New lows, cheap highs
Experts say all of this has led youths to find coping mechanisms – including drugs. While the southern African country has no national database to track drug users, anecdotal evidence points to many users among the population – more than half of whom are below the age of 30.
Eva Chandawengerwa, a Harare-based sociology lecturer at Midlands State University, said the prevalent drug abuse highlighted a lack of social nets.
“As a lecturer, I have seen students coming to lectures high and some of them admit that they are abusing it because of low morale,” she said. “The state is the first parent and it must look into it so that people’s needs are catered for.”
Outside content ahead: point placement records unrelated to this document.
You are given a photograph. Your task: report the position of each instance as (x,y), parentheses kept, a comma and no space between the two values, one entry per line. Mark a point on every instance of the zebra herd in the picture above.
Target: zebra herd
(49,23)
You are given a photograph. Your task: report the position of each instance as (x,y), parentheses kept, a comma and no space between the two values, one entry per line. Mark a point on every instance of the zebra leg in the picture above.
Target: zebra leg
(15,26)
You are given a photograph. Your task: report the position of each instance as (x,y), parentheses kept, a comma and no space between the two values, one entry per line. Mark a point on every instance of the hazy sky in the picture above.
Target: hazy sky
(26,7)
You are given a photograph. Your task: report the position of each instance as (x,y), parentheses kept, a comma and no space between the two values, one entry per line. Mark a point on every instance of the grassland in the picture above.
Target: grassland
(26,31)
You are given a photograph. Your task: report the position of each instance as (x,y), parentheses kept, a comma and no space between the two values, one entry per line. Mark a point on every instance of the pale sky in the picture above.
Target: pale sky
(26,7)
Amon Chinya, 25, said depression led to him inhaling sodium polyacrylate with his friends in his back yard and open spaces in the neighbourhood.
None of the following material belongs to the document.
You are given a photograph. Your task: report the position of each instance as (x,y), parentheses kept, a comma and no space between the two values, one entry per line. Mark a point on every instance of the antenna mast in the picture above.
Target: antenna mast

“Because we are unemployed, and facing a lot of challenges, we sometimes drink to forget problems but alcohol cannot take us high,” Chinya told Al Jazeera. “Therefore, we have opted for street drugs. But they are also getting expensive [so] we have resorted to cheap diapers.”
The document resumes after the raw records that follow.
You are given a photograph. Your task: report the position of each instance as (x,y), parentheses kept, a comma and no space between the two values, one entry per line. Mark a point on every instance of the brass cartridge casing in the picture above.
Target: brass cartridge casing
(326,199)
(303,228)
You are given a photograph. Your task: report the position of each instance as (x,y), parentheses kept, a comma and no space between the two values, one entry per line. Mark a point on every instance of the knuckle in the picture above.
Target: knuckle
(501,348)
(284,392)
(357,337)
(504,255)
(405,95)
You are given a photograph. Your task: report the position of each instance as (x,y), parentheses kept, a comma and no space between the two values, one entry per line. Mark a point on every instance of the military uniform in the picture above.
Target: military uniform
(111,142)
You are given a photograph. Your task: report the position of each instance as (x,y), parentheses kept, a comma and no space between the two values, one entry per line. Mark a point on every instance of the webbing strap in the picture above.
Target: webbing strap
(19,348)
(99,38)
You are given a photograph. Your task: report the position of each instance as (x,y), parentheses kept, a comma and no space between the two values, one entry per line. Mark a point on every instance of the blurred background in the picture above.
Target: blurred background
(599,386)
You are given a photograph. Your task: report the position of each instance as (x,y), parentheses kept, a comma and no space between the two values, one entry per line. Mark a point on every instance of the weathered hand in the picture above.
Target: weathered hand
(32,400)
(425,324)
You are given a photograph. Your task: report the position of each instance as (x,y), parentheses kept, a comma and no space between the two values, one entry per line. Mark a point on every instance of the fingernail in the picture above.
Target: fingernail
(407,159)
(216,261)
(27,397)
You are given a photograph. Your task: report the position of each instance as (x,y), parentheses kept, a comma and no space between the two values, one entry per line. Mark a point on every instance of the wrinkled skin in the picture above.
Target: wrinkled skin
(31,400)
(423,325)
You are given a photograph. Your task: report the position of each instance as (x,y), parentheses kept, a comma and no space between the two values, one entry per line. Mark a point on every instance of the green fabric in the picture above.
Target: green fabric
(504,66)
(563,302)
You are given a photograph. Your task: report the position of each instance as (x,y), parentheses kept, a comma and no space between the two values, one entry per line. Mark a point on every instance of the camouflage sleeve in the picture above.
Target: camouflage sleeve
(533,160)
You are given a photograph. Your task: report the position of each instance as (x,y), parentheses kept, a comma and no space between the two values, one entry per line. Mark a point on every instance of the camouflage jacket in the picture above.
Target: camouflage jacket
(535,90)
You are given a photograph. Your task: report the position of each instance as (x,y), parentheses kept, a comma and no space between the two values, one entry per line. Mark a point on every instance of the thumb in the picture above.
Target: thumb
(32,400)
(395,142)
A longtime friend introduced Gundawo and Chinya to the science of drinking the diaper residue and like an increasing number of young Zimbabweans, it is now their favoured way of getting high because of accessibility and affordability.
‘Juice of Pampers’
Several drug users told Al Jazeera that sodium polyacrylate or waterlock is found in new and used diapers, as well as stain removers, bleach products and some detergents. It is the absorbent for blood on sanitary pads and urine on diapers and dissolves once boiled.
In street lingo, it is also known as “muto we ma Pampers” meaning “juice of Pampers” in the Shona language and referencing Pampers, a popular brand. Most youths prefer used diapers as, having been discarded, they are cheaper to find or procure.
“With the filthiness of most of the illegal solid waste dumping sites, we don’t always scavenge for the used ones,” said Gundawo. “Sometimes we have a local vendor who supplies us at the base. We don’t want to be seen buying diapers, it raises eyebrows.”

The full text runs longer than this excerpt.